Sucre, the so-called 'white city' contains a number of magnificent buildings, none more so than Casa de la Libertad where the declaration of Bolivian independence was signed. Reached by bus is Potosi, a city that rose to prominence almost entirely on the strength of its considerable mineral wealth generated almost 500 years ago; indeed it is still possible to relive those days by visiting a working mine. A further reminder of past glories is the Casa de la Moneda, effectively the Royal Mint and situated just off the main square.

The Yungas

In an area of citrus, banana and coffee production, beyond the Andean cordillera to the east lie the lush sub-tropical valleys of the Yungas.
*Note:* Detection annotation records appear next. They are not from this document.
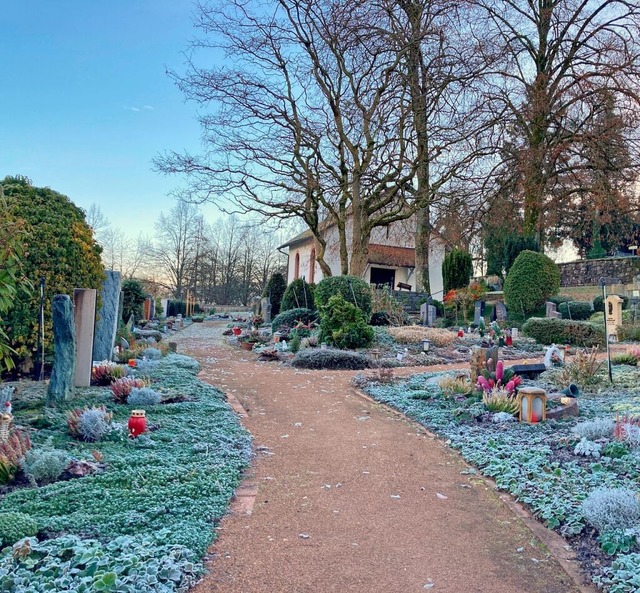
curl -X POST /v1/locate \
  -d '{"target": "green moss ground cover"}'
[0,355,251,593]
[366,368,640,593]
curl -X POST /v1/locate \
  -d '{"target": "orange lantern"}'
[518,387,547,424]
[127,410,147,438]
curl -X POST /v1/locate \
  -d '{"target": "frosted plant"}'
[581,488,640,533]
[573,418,616,441]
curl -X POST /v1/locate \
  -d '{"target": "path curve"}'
[172,324,584,593]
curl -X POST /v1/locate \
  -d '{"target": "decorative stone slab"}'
[509,363,547,379]
[547,393,580,420]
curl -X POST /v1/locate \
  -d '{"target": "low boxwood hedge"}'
[522,317,606,346]
[558,301,593,321]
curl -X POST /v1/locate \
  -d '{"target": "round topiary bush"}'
[315,276,372,321]
[280,278,316,313]
[504,251,560,314]
[0,511,38,548]
[0,177,104,366]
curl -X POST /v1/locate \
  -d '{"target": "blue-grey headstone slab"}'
[93,270,121,360]
[47,294,76,406]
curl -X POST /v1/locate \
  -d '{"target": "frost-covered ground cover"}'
[365,367,640,593]
[0,355,251,593]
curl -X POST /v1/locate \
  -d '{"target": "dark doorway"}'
[370,268,396,289]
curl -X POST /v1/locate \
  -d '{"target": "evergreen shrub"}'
[558,301,593,321]
[522,317,605,346]
[315,276,372,321]
[504,251,560,313]
[318,294,375,349]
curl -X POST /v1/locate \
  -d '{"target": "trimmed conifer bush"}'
[504,251,560,314]
[315,276,372,321]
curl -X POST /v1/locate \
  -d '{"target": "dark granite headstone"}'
[473,301,485,325]
[427,305,438,327]
[495,301,507,321]
[47,294,76,406]
[93,270,120,360]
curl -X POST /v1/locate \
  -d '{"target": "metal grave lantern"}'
[518,387,547,424]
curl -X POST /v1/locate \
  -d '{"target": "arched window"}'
[309,247,316,284]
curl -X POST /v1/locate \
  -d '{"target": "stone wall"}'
[558,256,640,286]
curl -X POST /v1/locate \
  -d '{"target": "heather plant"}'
[111,377,148,404]
[572,418,615,441]
[0,429,31,485]
[573,437,602,459]
[22,448,71,486]
[0,511,38,544]
[581,488,640,533]
[127,387,162,406]
[559,346,603,388]
[140,348,162,360]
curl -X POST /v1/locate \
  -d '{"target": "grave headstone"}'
[495,301,507,321]
[420,303,429,325]
[93,270,120,360]
[260,297,271,323]
[604,294,623,342]
[473,301,485,325]
[73,288,98,387]
[427,305,438,327]
[47,294,76,406]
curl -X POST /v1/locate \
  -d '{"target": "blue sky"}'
[0,0,210,236]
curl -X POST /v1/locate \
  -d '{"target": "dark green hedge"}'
[522,317,606,346]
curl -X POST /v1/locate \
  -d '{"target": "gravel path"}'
[174,323,586,593]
This is classic walking country and there are a number of excellent trekking options of varying durations - the 3 day Choro Trail follows a pre-colombian stone road starting at snow-covered La Cumbre pass before eventually descending to the town of Corioco.

Uyuni Salt Flats

The town of Uyuni is the starting point for trips to Bolivia’s most breathtaking stretch of scenery, the salt flats that reach across from the south of the country into northern Chile.  The Salar de Uyuni is both the highest and largest salt lake in the world at 3,650 metres and covering almost 12,000 square kilometres.  Traversing it by 4 x 4 vehicle is perhaps one of the most surreal experiences throughout South America, particularly June and July when the bright blue skies contrast with the white salt crust, added to which are small islands dotted with giant cacti and flocks of flamingo.